Last summer, I used this space to speculate that the regime of President Bashar al-Assad, if it sensed that it was losing power in Damascus, might contemplate retreating to the Alawite heartland in the coastal areas and mountains of northwestern Syria. Today, that option is very much alive, and according to several independent sources it is being discussed freely within the Alawite community.
That is not to say that Assad and his acolytes intend to surrender control of Syria if they can avoid it. The regime from the outset appeared to be working on two fronts simultaneously: paving the way for a prospective communal fallback plan by securing the northern and southern hinges of the Alawite area, at Kfar Kalakh and Jisr al-Shoughour, while also endeavoring to re-impose its writ nationwide.

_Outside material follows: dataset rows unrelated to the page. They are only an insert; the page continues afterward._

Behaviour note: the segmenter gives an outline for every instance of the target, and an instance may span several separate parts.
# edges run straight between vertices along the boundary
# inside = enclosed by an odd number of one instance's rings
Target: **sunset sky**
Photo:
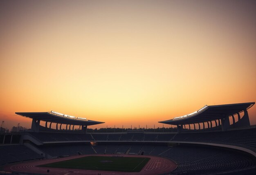
[[[1,0],[0,26],[5,127],[54,110],[153,128],[256,101],[255,0]]]

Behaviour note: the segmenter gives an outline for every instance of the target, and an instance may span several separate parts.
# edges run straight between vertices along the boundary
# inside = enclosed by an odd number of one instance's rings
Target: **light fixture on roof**
[[[200,109],[200,110],[197,110],[196,111],[195,111],[191,113],[190,114],[188,114],[187,115],[183,115],[183,116],[180,116],[180,117],[174,117],[173,118],[173,120],[177,120],[177,119],[182,119],[183,118],[188,117],[189,117],[191,116],[191,115],[193,115],[197,113],[198,112],[202,112],[202,111],[204,110],[208,107],[208,106],[207,106],[207,105],[205,105],[203,107],[202,107],[202,108],[201,108],[201,109]]]

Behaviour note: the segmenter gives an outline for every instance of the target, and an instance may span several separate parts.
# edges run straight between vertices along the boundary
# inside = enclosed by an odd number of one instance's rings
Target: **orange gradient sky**
[[[0,118],[54,110],[153,128],[255,101],[255,1],[0,2]],[[256,124],[256,107],[248,110]],[[167,125],[164,125],[168,127]]]

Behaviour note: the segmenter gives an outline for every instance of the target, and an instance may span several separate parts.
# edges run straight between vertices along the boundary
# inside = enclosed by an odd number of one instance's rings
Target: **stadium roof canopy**
[[[15,112],[15,114],[36,120],[57,123],[79,126],[90,126],[103,123],[105,122],[87,120],[85,118],[76,117],[58,112]]]
[[[254,104],[255,102],[211,106],[206,105],[198,110],[187,115],[159,122],[178,125],[196,123],[220,119],[224,117],[230,116],[246,110]]]

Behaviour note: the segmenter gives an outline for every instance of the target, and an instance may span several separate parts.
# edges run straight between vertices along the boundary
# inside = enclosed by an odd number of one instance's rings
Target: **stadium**
[[[104,122],[53,111],[16,112],[32,119],[31,129],[1,133],[0,173],[255,174],[256,126],[247,112],[254,104],[206,105],[159,121],[176,126],[162,132],[90,132],[88,126]]]

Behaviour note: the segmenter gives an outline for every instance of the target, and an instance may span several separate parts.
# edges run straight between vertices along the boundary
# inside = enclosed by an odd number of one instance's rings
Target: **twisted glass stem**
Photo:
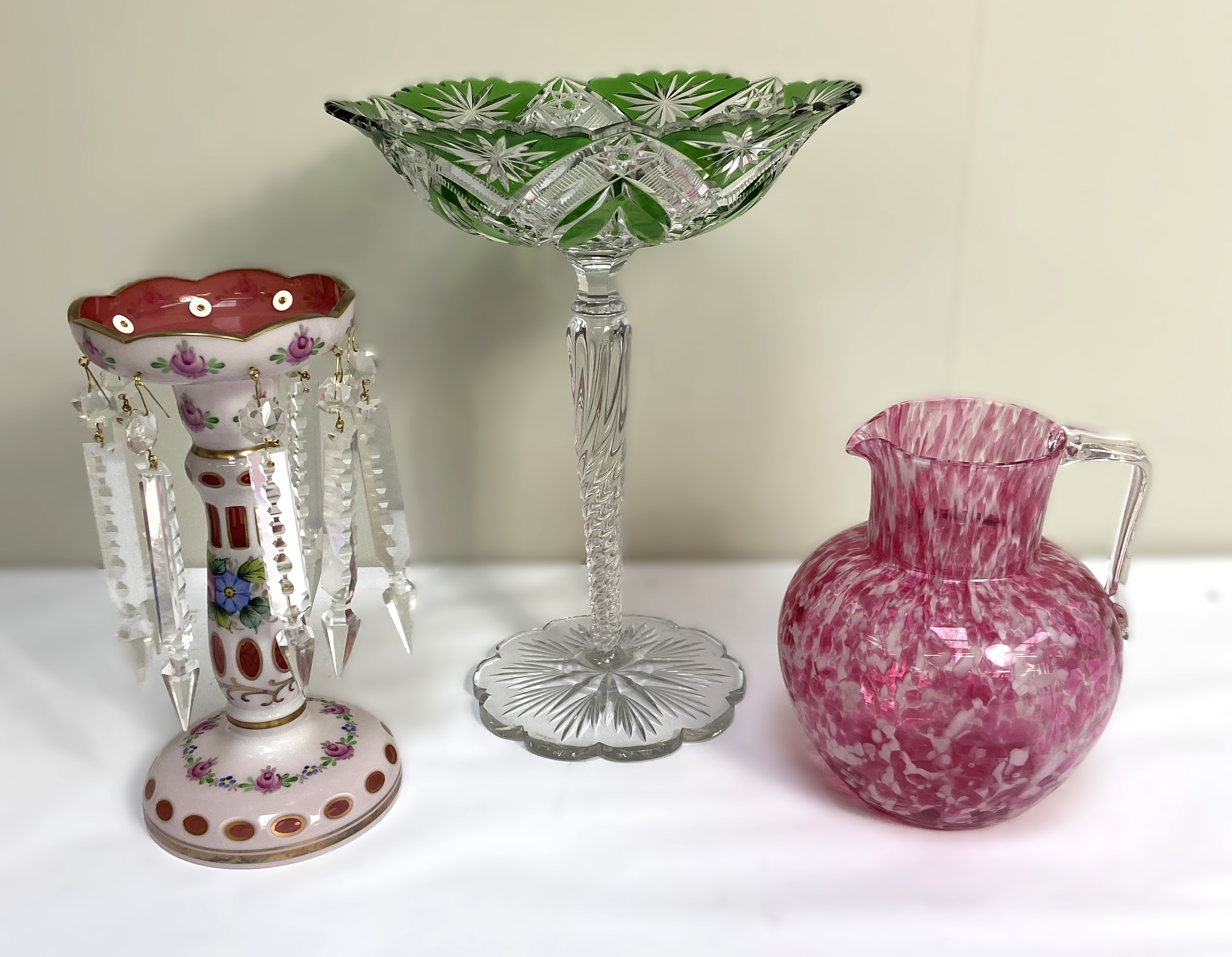
[[[628,408],[631,330],[612,285],[623,257],[572,255],[578,298],[567,334],[590,578],[591,642],[611,652],[620,642],[621,533],[625,484],[625,415]]]

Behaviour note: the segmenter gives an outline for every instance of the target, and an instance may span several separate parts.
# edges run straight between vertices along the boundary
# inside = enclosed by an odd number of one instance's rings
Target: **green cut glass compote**
[[[621,612],[630,326],[615,273],[753,206],[860,86],[722,73],[579,83],[460,80],[330,101],[437,214],[468,233],[554,245],[578,276],[567,339],[590,615],[508,638],[474,671],[484,724],[559,759],[637,760],[722,732],[744,672],[718,640]]]

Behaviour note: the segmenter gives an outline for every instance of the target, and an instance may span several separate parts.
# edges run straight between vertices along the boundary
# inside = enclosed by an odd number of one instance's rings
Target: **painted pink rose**
[[[261,773],[253,778],[253,787],[257,791],[264,791],[266,794],[281,791],[282,775],[277,773],[272,767],[266,767]]]
[[[172,357],[174,358],[174,357]],[[191,432],[203,432],[206,430],[206,413],[197,408],[197,404],[185,395],[180,399],[180,418],[185,427]],[[213,724],[209,725],[214,727]],[[196,734],[197,732],[193,732]]]
[[[355,754],[355,748],[341,741],[322,741],[320,746],[325,750],[325,756],[333,757],[335,761],[345,761]]]
[[[168,365],[171,366],[172,372],[190,379],[200,379],[202,376],[209,374],[206,360],[198,356],[197,351],[187,342],[180,342],[180,347],[171,353]]]
[[[287,362],[294,366],[306,358],[310,358],[315,345],[317,340],[308,335],[308,330],[304,326],[299,326],[299,334],[287,346]]]
[[[102,366],[107,368],[107,360],[102,357],[102,352],[99,351],[99,346],[90,341],[90,336],[81,336],[81,351],[85,352],[86,358],[89,358],[94,365]]]

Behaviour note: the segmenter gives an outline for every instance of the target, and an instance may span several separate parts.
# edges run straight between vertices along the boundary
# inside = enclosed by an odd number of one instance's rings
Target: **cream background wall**
[[[420,558],[580,555],[564,259],[437,220],[322,102],[676,67],[865,95],[750,214],[625,270],[630,555],[802,557],[867,507],[850,431],[947,393],[1137,438],[1140,551],[1232,548],[1232,4],[0,10],[0,562],[97,557],[68,303],[233,266],[359,291]],[[1063,470],[1047,532],[1104,551],[1126,480]],[[198,511],[184,487],[190,543]]]

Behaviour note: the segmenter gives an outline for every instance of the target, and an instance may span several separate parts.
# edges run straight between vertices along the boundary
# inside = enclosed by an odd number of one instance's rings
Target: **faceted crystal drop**
[[[312,629],[307,624],[291,624],[278,632],[277,640],[287,664],[291,665],[291,674],[296,676],[296,684],[301,691],[307,692],[317,645]]]
[[[415,586],[407,579],[405,571],[399,571],[389,576],[389,588],[381,594],[381,600],[393,618],[393,626],[398,629],[402,647],[410,654],[410,632],[415,626]]]
[[[171,696],[171,705],[175,707],[176,717],[180,718],[180,727],[188,730],[188,722],[192,717],[192,700],[197,696],[197,676],[201,674],[201,665],[195,658],[187,655],[172,656],[163,665],[163,684],[166,685],[166,693]]]
[[[129,627],[127,622],[121,623],[116,637],[120,639],[120,647],[124,649],[128,664],[137,676],[137,682],[144,685],[150,672],[150,661],[154,658],[154,637],[149,632],[143,633],[134,627]]]
[[[249,399],[239,413],[239,430],[253,445],[265,445],[266,436],[277,442],[287,430],[282,406],[275,399]]]
[[[346,360],[346,373],[352,382],[371,384],[377,377],[376,357],[371,352],[352,352]]]
[[[349,382],[323,382],[317,389],[317,406],[325,413],[342,409],[351,403],[351,397],[359,392]]]
[[[341,615],[326,608],[320,616],[320,623],[329,642],[329,656],[334,663],[334,674],[341,677],[346,663],[351,658],[355,639],[360,633],[360,616],[350,608],[345,608]]]
[[[73,400],[78,418],[86,425],[94,425],[111,414],[111,402],[99,389],[81,389]]]
[[[133,453],[149,452],[158,441],[158,420],[153,414],[133,413],[124,422],[124,441]]]

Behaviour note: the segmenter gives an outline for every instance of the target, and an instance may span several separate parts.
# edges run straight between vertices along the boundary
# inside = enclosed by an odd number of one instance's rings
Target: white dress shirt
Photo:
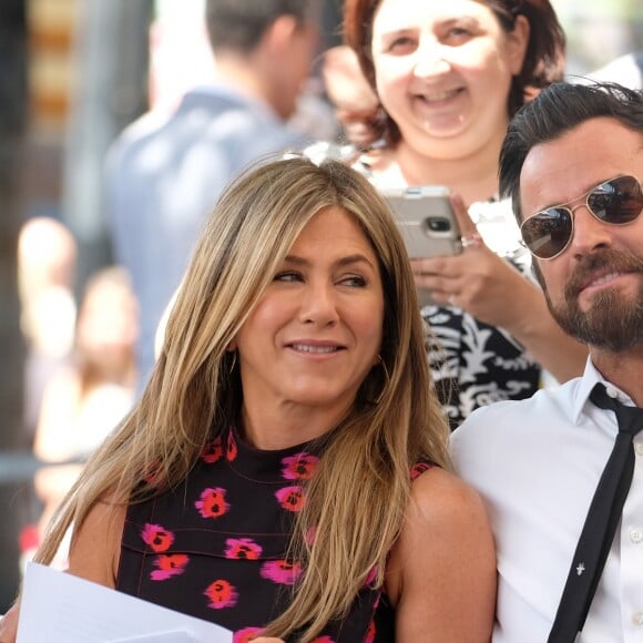
[[[615,414],[589,399],[632,400],[588,360],[581,378],[481,408],[457,429],[457,472],[481,493],[498,552],[494,643],[545,643],[599,478]],[[643,642],[643,431],[632,487],[578,643]]]

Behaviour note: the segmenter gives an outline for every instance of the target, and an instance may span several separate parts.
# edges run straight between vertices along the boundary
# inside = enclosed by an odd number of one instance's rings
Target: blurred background
[[[643,0],[553,0],[553,6],[568,34],[570,74],[643,50]],[[340,0],[325,0],[320,52],[340,41]],[[45,502],[38,478],[52,484],[39,453],[60,447],[54,439],[53,447],[35,445],[34,451],[42,382],[79,341],[75,320],[90,277],[114,262],[102,192],[105,152],[133,120],[150,109],[173,109],[186,89],[212,76],[202,14],[202,0],[0,3],[0,613],[16,595],[21,561],[38,542]],[[118,368],[125,390],[131,372],[123,338],[132,341],[135,335],[135,303],[123,304],[121,277],[112,312],[116,306],[130,316],[109,318],[120,335],[102,336],[100,346],[104,354],[113,353],[114,341],[123,344]],[[96,324],[84,336],[90,353],[86,338],[99,333]],[[116,369],[99,367],[93,357],[85,369],[91,377],[100,368]],[[61,382],[55,399],[67,399],[71,390],[78,404],[82,377],[80,384]],[[109,389],[112,408],[114,399],[127,404],[114,397],[123,390]],[[64,411],[50,415],[59,414],[60,423]],[[59,451],[73,460],[71,451]]]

I don't think that the northwest is enough of an enclave to retain power. Sure, Alawites could retain power. But retreating to the core Alawite area doesn't mean that Assad and his cronies will be the Alawites in power. No, to retain his band of followers in power, Assad needs the capital region to continue calling his realm "Syria" and to keep the UN seat. Assad also needs the border regions adjacent to Lebanon and Israel. The former border for money by controlling access to Lebanon (and indirectly for security by isolating a hostile Sunni Arab population in Lebanon from their Syrian brethren). Assad needs the latter border for legitimacy.
Remember what Assad claimed about his legitimacy a year ago before the Arab Spring came to Syria:
Syria, which has gradually shed its socialist past in favor of the free market in recent years, was insulated from the upheaval because he understood his people's needs and has united them in common cause against Israel.
Assad needs Israel as an enemy (one he rarely fights and when he does in only a limited fight that avoids total defeat) to keep his people and armed forces--even the Alawite core of Syria's people and armed forces--loyal to Assad and his oligarchy. To do this Assad needs Lebanon as a tool to threaten Israel and he needs a direct front opposite the Golan Heights that he has to promise to eventually regain from Israel.
So Homs will get ugly not just because Assad needs a corridor from his northwest power base to Damascus to try to win in the entire country. Homs will get ugly because Assad needs a corridor to Damascus and points southwest to keep even a rump Alawite Syria mostly centered on the northwest secure. This would mean ethnic cleansing of the entire region from Homs through Damascus and down to the Israeli border of Sunni Arabs who are the main opposition right now. Assad supporters outside the core area might then flee to the core Alawite area.
Assad said opposition to Israel was the pillar of his regime. This will remain true whether his regime is all of Syria or just an Alawite heartland.